Auf 1 a erwiderte ich, dass die monetaeren Meinungen der Banken,
einschliesslich der Zentralnotenbank waehrend der Inflation sich als 100
%-iger Unsinn erwiesen haetten. Sogar als der taegliche Neudruck von Noten mehr
als 30 Milliarden betrug, hat keine der grossen Banken gemeint, das
koennte doch nicht so weiter gehen, sondern verlangte die Weiterbenutzung der
Papiermark als Zahlungsmittel und alle
fanden, dass dies gerade zu Inflationszeiten die erste Buergerpflicht
sei.
Es wuerde mich freuen, wenigstens von einem der Redner
auf den Bankiers-Kongressen seit 1914 und bis heute eine Auesserung
entgegengehalten zu bekommen, aus der sich ergibt, dass der Betr. die
Geldtheorie beherrscht. Wer die Geldtheorie beherrscht muss z.B. angeben
koennen, wie man in der Praxis eine Inflation (das Wort im Sinne von 1913
genommen) abstoppt und durch Stabilitaet der Waehrung (das Wort im Sinne von
1913 genommen) ersetzt.
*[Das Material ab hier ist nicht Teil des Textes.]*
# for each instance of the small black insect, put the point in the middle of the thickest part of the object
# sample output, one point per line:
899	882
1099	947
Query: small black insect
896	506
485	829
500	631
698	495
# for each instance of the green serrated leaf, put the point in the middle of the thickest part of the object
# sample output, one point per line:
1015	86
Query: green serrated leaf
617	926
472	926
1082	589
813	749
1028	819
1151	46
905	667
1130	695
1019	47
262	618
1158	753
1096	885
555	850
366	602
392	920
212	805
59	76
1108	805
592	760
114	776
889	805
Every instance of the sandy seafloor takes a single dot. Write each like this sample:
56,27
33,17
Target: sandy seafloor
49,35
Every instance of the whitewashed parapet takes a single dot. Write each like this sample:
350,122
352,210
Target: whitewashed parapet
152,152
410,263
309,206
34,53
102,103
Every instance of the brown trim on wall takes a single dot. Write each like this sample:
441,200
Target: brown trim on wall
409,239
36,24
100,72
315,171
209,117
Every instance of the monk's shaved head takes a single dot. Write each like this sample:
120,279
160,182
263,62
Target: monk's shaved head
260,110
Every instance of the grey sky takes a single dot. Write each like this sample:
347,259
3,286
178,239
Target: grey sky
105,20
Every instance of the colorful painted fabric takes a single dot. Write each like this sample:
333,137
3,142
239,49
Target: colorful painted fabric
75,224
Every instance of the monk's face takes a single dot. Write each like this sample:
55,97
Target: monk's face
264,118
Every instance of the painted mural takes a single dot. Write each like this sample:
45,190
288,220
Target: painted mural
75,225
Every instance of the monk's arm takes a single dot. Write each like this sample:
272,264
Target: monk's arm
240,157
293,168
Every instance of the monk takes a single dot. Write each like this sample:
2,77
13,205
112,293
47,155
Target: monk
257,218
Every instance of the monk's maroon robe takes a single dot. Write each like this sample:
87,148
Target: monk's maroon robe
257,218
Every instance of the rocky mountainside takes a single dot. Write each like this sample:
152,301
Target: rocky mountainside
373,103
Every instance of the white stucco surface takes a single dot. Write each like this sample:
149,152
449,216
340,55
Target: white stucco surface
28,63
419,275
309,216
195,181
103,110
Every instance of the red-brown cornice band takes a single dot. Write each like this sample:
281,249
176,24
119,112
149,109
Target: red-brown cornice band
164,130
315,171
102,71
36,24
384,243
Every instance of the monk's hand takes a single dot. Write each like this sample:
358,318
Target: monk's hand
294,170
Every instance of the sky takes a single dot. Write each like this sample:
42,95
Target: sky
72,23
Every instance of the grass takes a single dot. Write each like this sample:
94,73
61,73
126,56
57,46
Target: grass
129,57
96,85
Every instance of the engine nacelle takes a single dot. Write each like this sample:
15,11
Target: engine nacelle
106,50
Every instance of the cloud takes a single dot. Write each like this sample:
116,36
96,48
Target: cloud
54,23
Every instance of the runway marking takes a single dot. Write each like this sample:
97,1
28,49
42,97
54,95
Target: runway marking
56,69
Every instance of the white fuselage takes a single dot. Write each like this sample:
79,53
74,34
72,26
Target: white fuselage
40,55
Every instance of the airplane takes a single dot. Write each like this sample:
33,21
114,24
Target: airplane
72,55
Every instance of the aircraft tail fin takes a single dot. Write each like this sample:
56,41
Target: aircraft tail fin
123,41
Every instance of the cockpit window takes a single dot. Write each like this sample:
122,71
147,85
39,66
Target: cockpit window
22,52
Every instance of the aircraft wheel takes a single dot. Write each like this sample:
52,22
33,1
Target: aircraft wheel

Er muss auch angeben koennen, wie man durch Gebrauch
inflationssicherer Zahlungsmittel es verhindert, dass ein Land wie Deutschland
nicht - - wie 1932 - - bei vollen Scheunen hungert und dazu ueber 7 Millionen
Arbeitslose hat, obwohl Maschinen im Ueberfluss da sind, ein unermesslicher
Bedarf da ist, alle Arbeitslosen bereit
sind, nuetzliche oder doch begehrte Waren herzustellen, und last not least die Rohstoffbesitzer bereit
sind, auf Zahlung in Devisen zu verzichten, die Waehrung irgend eines anderen
Landes, insbesondere auch des Importlandes, als Zahlungsmittel anzunehmen, und
die Rohstoffe so etwa zum halben Preis des Standes vor der Krisis zu liefern.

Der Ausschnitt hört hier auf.